The code comes from the book “Modern Data Science with R”.
library(ggplot2)
library(mdsr)
Scatter plots
We use the ‘CIACountries’ dataset to illustrate.
head(CIACountries)
## country pop area oil_prod gdp educ roadways net_users
## 1 Afghanistan 32564342 652230 0 1900 NA 0.06462444 >5%
## 2 Albania 3029278 28748 20510 11900 3.3 0.62613051 >35%
## 3 Algeria 39542166 2381741 1420000 14500 4.3 0.04771929 >15%
## 4 American Samoa 54343 199 0 13000 NA 1.21105528 <NA>
## 5 Andorra 85580 468 NA 37200 NA 0.68376068 >60%
## 6 Angola 19625353 1246700 1742000 7300 3.5 0.04125211 >15%
1. Basic scatter plots of ‘educ’ versus ‘gdp’
g <- ggplot(data=CIACountries, aes(y = gdp, x = educ))
g + geom_point(size=3) + ylab("GDP") + xlab("Education")
2. Color the points using ‘net_users’
g + geom_point(aes(color = net_users), size = 3)
3.Use ‘country’ to label the points
g + geom_text(aes(label = country, color = net_users), size = 3)
4. Use ‘roadways’ to size the points
g + geom_point(aes(color = net_users, size = roadways))
Facets
Facets are multiple sidebyside graphs used to display levels of a categorical variable. There are two functions that create facets: facet wrap() and facet grid(). The former creates a facet for each level of a single categorical variable, whereas the latter creates a facet for each combination of two categorical variables, arranging them in a grid.

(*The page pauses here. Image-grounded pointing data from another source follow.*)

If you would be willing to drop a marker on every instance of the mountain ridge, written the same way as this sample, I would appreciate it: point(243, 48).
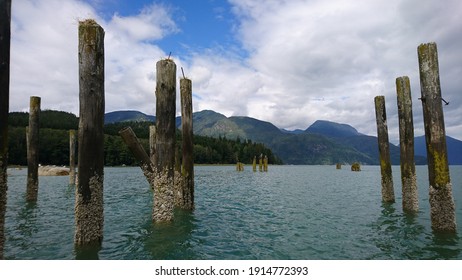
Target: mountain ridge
point(323, 142)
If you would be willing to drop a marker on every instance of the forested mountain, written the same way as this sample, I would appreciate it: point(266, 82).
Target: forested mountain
point(54, 142)
point(221, 139)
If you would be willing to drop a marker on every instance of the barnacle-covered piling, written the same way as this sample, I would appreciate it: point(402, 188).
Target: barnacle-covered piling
point(5, 40)
point(89, 213)
point(442, 208)
point(33, 149)
point(388, 194)
point(406, 145)
point(165, 141)
point(187, 171)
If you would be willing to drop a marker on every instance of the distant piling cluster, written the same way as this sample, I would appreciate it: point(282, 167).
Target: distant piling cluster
point(262, 164)
point(442, 208)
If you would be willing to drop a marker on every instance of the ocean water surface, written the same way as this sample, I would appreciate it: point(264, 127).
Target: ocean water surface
point(289, 212)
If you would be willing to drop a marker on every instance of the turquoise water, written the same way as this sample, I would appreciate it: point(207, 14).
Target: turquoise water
point(290, 212)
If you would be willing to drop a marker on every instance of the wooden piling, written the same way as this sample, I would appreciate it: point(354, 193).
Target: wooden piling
point(134, 145)
point(165, 140)
point(152, 144)
point(5, 39)
point(410, 199)
point(187, 199)
point(89, 213)
point(33, 149)
point(388, 194)
point(260, 163)
point(265, 164)
point(442, 208)
point(72, 145)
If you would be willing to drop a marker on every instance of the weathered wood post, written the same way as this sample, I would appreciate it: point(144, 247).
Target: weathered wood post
point(260, 163)
point(187, 199)
point(388, 194)
point(442, 208)
point(134, 145)
point(89, 214)
point(152, 144)
point(33, 149)
point(406, 144)
point(5, 39)
point(165, 140)
point(265, 164)
point(72, 145)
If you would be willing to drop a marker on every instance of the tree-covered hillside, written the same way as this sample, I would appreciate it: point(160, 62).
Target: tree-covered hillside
point(54, 142)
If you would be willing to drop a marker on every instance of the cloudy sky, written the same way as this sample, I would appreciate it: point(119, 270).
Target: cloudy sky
point(289, 62)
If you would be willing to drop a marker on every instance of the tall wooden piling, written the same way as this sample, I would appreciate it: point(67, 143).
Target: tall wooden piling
point(72, 145)
point(89, 214)
point(260, 163)
point(406, 145)
point(388, 194)
point(152, 144)
point(134, 145)
point(265, 164)
point(5, 39)
point(187, 199)
point(33, 149)
point(442, 208)
point(165, 140)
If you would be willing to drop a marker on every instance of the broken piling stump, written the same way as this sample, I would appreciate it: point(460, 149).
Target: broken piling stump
point(32, 137)
point(134, 145)
point(187, 172)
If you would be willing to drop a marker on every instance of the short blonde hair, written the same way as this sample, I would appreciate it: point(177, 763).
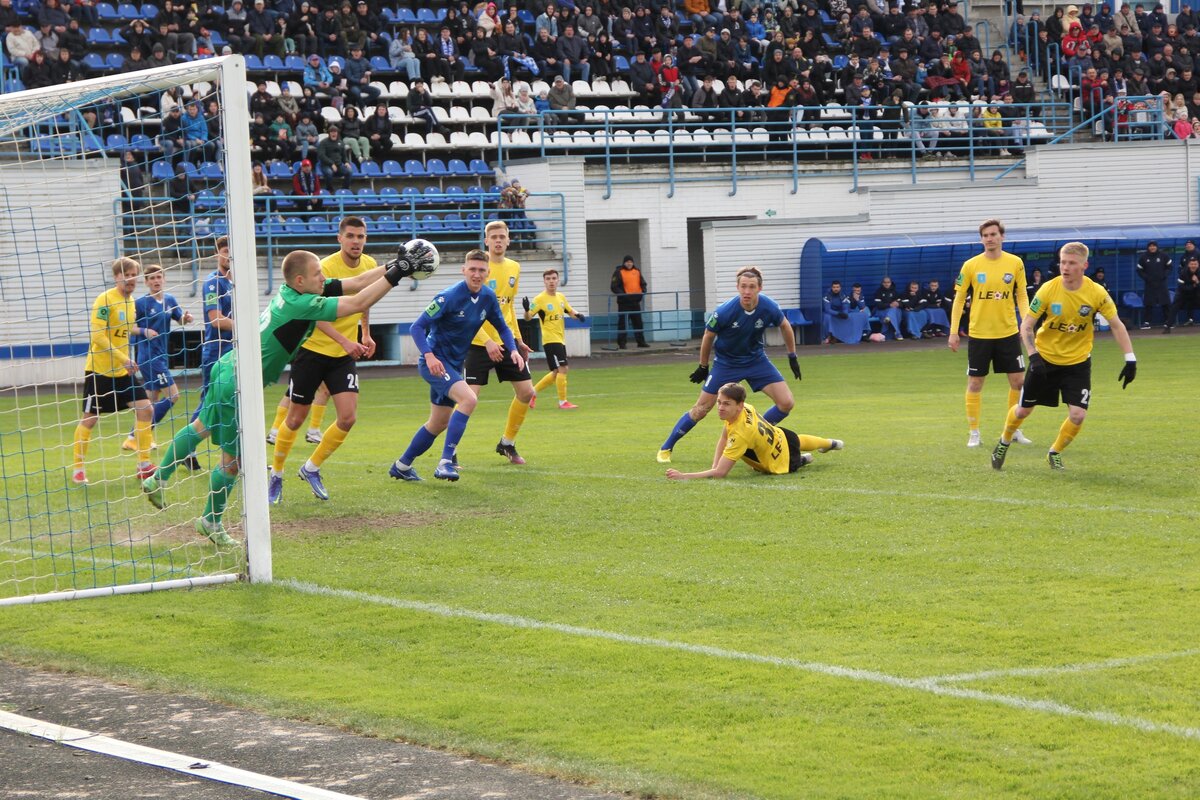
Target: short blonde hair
point(1074, 248)
point(124, 264)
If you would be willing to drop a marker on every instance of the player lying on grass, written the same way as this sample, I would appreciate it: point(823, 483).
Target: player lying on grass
point(306, 298)
point(443, 335)
point(1061, 350)
point(748, 437)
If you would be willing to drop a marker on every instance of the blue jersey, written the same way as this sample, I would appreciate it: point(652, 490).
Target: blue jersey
point(155, 314)
point(217, 296)
point(451, 320)
point(739, 332)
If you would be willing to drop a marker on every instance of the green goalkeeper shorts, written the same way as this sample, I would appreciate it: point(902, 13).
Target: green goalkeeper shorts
point(220, 410)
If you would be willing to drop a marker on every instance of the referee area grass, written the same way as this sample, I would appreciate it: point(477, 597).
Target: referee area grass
point(895, 620)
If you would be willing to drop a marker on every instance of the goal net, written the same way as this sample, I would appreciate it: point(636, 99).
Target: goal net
point(93, 172)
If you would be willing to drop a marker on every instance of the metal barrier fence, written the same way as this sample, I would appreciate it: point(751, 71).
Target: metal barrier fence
point(289, 222)
point(783, 137)
point(664, 317)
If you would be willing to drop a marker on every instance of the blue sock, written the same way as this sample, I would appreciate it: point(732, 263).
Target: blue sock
point(421, 441)
point(454, 434)
point(774, 415)
point(162, 408)
point(683, 426)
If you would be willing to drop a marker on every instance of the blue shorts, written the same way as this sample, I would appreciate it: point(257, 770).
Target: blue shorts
point(759, 374)
point(439, 388)
point(156, 374)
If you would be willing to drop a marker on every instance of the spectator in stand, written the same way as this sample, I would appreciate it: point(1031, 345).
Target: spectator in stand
point(354, 136)
point(1155, 270)
point(401, 55)
point(306, 184)
point(562, 98)
point(449, 65)
point(629, 286)
point(377, 128)
point(1187, 294)
point(334, 158)
point(307, 136)
point(573, 54)
point(22, 44)
point(358, 79)
point(328, 28)
point(420, 107)
point(886, 305)
point(301, 29)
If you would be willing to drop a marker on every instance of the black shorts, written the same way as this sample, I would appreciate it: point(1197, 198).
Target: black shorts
point(478, 365)
point(793, 451)
point(1072, 383)
point(106, 395)
point(311, 370)
point(556, 354)
point(1002, 355)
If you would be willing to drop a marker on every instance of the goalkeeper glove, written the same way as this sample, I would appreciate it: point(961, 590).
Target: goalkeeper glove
point(1128, 372)
point(408, 260)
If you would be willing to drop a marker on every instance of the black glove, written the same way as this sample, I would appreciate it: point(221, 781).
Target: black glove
point(795, 364)
point(1128, 373)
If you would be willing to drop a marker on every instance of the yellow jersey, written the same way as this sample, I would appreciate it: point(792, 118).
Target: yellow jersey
point(504, 280)
point(334, 266)
point(112, 319)
point(552, 308)
point(756, 441)
point(1067, 329)
point(993, 284)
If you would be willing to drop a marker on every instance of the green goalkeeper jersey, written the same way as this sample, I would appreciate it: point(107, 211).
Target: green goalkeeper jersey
point(287, 323)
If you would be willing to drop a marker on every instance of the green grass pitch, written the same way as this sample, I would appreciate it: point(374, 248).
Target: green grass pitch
point(895, 620)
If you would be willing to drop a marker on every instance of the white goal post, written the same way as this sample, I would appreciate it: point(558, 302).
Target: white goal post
point(71, 202)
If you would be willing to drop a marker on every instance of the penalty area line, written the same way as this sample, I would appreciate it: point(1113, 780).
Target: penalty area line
point(832, 671)
point(166, 759)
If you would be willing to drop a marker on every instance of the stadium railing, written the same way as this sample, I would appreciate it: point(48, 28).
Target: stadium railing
point(666, 317)
point(781, 139)
point(283, 222)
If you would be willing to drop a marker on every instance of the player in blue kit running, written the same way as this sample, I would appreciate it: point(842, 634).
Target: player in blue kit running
point(735, 332)
point(155, 312)
point(443, 335)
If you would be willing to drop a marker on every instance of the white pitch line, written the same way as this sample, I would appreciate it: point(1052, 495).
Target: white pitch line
point(166, 759)
point(833, 671)
point(1087, 666)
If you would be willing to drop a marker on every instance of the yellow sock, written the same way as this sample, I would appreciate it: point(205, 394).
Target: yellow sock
point(516, 417)
point(1011, 425)
point(808, 444)
point(281, 413)
point(83, 435)
point(143, 434)
point(1067, 433)
point(331, 440)
point(318, 416)
point(975, 402)
point(283, 441)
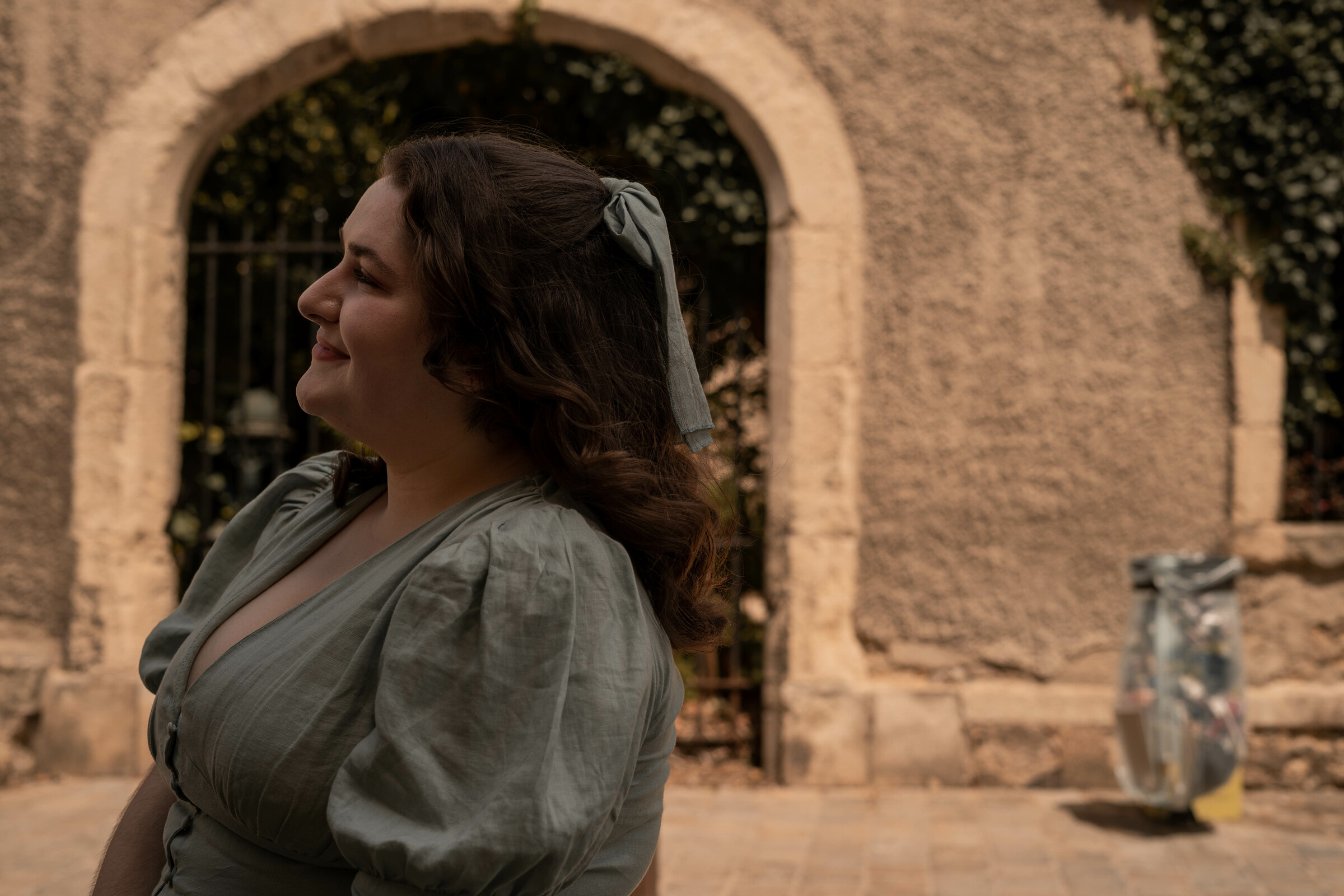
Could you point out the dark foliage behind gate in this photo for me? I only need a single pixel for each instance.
(264, 225)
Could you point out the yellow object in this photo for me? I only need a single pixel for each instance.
(1224, 804)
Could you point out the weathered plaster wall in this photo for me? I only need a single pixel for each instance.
(59, 63)
(1046, 381)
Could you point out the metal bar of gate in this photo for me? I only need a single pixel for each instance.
(245, 355)
(207, 410)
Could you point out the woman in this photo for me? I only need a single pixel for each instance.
(449, 671)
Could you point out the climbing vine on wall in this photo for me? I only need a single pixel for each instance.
(1254, 92)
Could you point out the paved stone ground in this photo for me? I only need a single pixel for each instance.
(846, 843)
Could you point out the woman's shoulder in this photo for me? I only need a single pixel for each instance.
(538, 526)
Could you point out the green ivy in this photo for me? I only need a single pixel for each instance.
(1254, 92)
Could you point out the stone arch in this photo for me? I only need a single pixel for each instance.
(241, 55)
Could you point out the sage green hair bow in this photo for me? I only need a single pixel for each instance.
(636, 220)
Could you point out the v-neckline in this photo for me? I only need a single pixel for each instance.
(273, 573)
(276, 570)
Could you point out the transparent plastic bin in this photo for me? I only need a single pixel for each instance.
(1180, 706)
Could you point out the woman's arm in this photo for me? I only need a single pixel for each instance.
(135, 856)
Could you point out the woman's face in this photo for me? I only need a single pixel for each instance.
(366, 378)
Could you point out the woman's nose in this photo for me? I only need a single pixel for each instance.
(320, 302)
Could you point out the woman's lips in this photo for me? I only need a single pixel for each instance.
(324, 351)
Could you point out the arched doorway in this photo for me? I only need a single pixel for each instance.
(264, 223)
(241, 57)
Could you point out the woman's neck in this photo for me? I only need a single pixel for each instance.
(421, 486)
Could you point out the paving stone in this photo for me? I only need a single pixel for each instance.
(805, 843)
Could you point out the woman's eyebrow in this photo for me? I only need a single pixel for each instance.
(362, 251)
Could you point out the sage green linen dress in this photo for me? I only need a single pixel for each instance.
(484, 707)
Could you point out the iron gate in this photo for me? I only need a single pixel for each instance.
(242, 426)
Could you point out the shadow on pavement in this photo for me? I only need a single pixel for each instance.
(1130, 819)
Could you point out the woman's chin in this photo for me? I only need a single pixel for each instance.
(316, 398)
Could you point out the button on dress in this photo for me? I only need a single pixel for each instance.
(484, 707)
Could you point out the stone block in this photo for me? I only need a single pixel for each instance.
(917, 738)
(1257, 473)
(1086, 757)
(1030, 703)
(1298, 704)
(93, 723)
(825, 734)
(1015, 755)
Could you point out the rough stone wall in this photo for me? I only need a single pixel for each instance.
(1046, 381)
(59, 62)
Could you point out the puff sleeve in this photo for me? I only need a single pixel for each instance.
(515, 692)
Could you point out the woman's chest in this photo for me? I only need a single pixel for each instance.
(257, 740)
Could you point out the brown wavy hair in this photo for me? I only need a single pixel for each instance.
(558, 335)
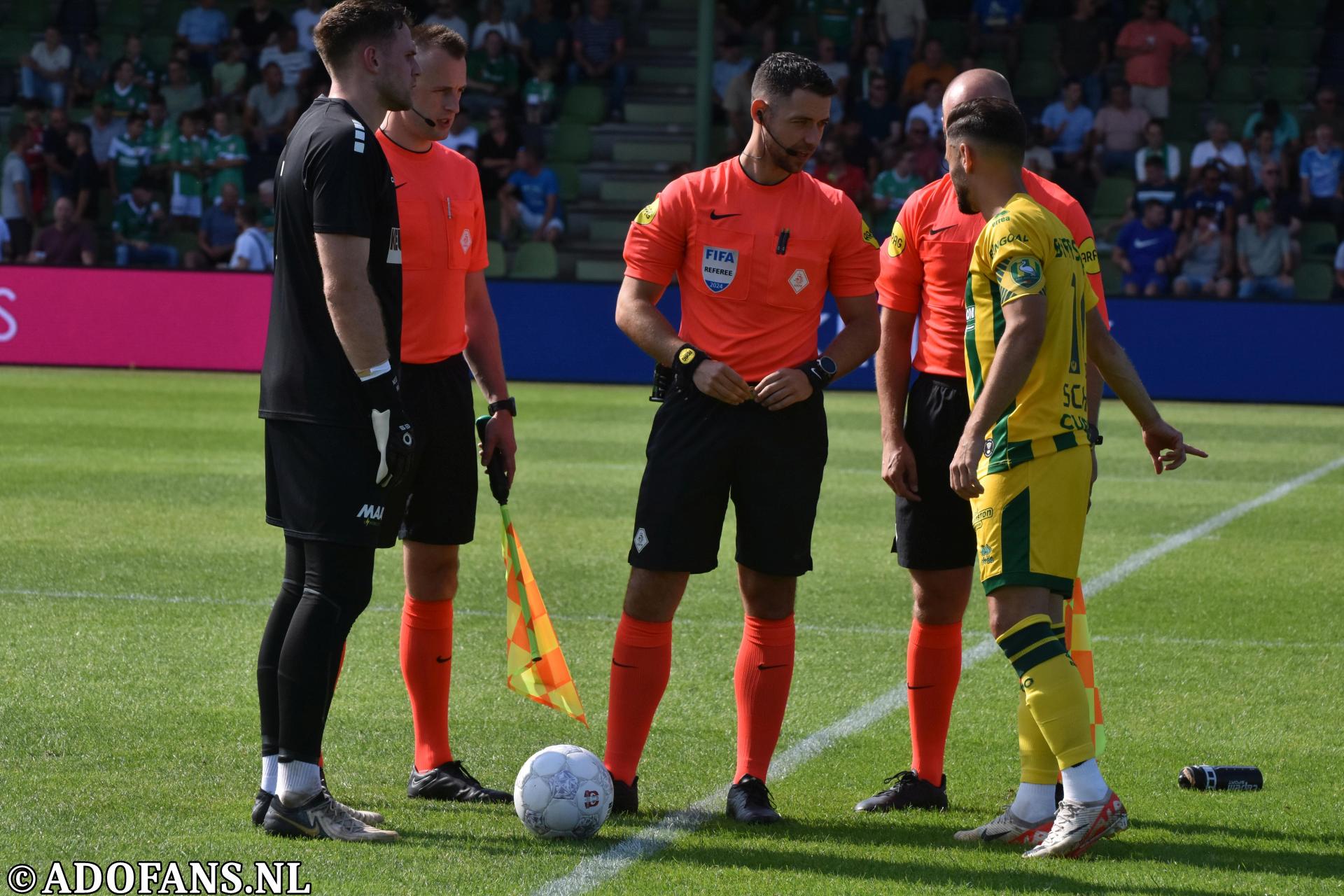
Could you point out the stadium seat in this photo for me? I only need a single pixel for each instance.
(1236, 83)
(571, 141)
(536, 261)
(499, 264)
(1288, 83)
(603, 270)
(1315, 282)
(1190, 81)
(1319, 241)
(1113, 197)
(584, 104)
(1037, 78)
(568, 174)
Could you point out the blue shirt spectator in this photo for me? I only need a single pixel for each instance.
(203, 24)
(1068, 121)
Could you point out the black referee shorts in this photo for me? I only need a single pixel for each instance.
(704, 451)
(438, 402)
(934, 532)
(321, 485)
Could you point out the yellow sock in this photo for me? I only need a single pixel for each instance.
(1053, 691)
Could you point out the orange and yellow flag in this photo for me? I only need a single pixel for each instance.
(537, 668)
(1078, 641)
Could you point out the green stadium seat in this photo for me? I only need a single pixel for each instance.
(1288, 83)
(536, 261)
(600, 269)
(568, 174)
(1190, 81)
(1113, 197)
(1245, 46)
(571, 141)
(499, 264)
(1319, 241)
(1315, 282)
(1037, 80)
(584, 104)
(1234, 83)
(1112, 279)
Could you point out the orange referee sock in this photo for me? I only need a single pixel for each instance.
(933, 669)
(426, 648)
(762, 680)
(641, 663)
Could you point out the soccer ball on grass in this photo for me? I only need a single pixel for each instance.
(562, 792)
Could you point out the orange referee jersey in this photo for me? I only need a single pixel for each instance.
(755, 262)
(926, 258)
(442, 222)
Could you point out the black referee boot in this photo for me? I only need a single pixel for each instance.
(749, 802)
(625, 797)
(909, 792)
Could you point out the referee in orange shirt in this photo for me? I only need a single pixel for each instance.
(756, 245)
(924, 277)
(448, 333)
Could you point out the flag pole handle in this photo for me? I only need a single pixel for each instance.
(499, 479)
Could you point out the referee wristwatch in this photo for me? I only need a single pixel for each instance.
(687, 359)
(820, 371)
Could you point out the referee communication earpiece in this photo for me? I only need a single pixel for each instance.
(788, 149)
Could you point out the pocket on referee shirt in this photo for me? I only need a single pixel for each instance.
(461, 234)
(424, 225)
(799, 277)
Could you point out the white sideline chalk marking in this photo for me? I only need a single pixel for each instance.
(597, 869)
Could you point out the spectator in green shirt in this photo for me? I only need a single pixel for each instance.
(187, 163)
(894, 186)
(130, 156)
(491, 77)
(226, 153)
(136, 220)
(124, 96)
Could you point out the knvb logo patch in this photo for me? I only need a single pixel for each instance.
(718, 267)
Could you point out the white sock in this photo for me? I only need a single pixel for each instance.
(1034, 802)
(1084, 782)
(269, 771)
(298, 782)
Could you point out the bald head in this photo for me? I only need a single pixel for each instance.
(974, 83)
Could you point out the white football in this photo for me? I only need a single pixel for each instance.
(564, 792)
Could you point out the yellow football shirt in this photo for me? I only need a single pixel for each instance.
(1025, 250)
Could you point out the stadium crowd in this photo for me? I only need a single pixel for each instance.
(127, 159)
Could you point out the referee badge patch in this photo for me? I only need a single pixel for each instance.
(897, 244)
(718, 267)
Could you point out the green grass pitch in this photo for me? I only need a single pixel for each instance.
(137, 573)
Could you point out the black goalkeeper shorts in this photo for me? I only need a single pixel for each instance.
(438, 402)
(702, 453)
(934, 532)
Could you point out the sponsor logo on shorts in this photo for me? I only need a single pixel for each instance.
(718, 267)
(799, 281)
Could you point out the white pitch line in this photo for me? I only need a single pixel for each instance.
(597, 869)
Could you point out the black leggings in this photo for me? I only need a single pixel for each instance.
(324, 590)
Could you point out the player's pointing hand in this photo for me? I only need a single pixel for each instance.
(1167, 447)
(720, 381)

g + geom_point(alpha = 0.9, aes(size = roadways)) + coord_trans(y="log10") +
facet_wrap(~net_users, nrow = 1) + theme(legend.position = "top")
## The following code will generate the same plots
# g + geom_point(alpha = 0.9, aes(size = roadways)) + coord_trans(y="log10") +
# facet_grid(. ~ net_users) + theme(legend.position = "top")
Box-plots
A box-and-whisker plot showing the distribution of foot length by gender for 39 children.
ggplot(data = KidsFeet, aes(x = sex, y = length)) + geom_boxplot()
Histogram and density plots
g <- ggplot(data = SAT_2010, aes(x = math))
g + geom_histogram(binwidth = 10)
Bar plots
A stacked bar plot showing the distribution of substance of abuse for participants in the HELP study.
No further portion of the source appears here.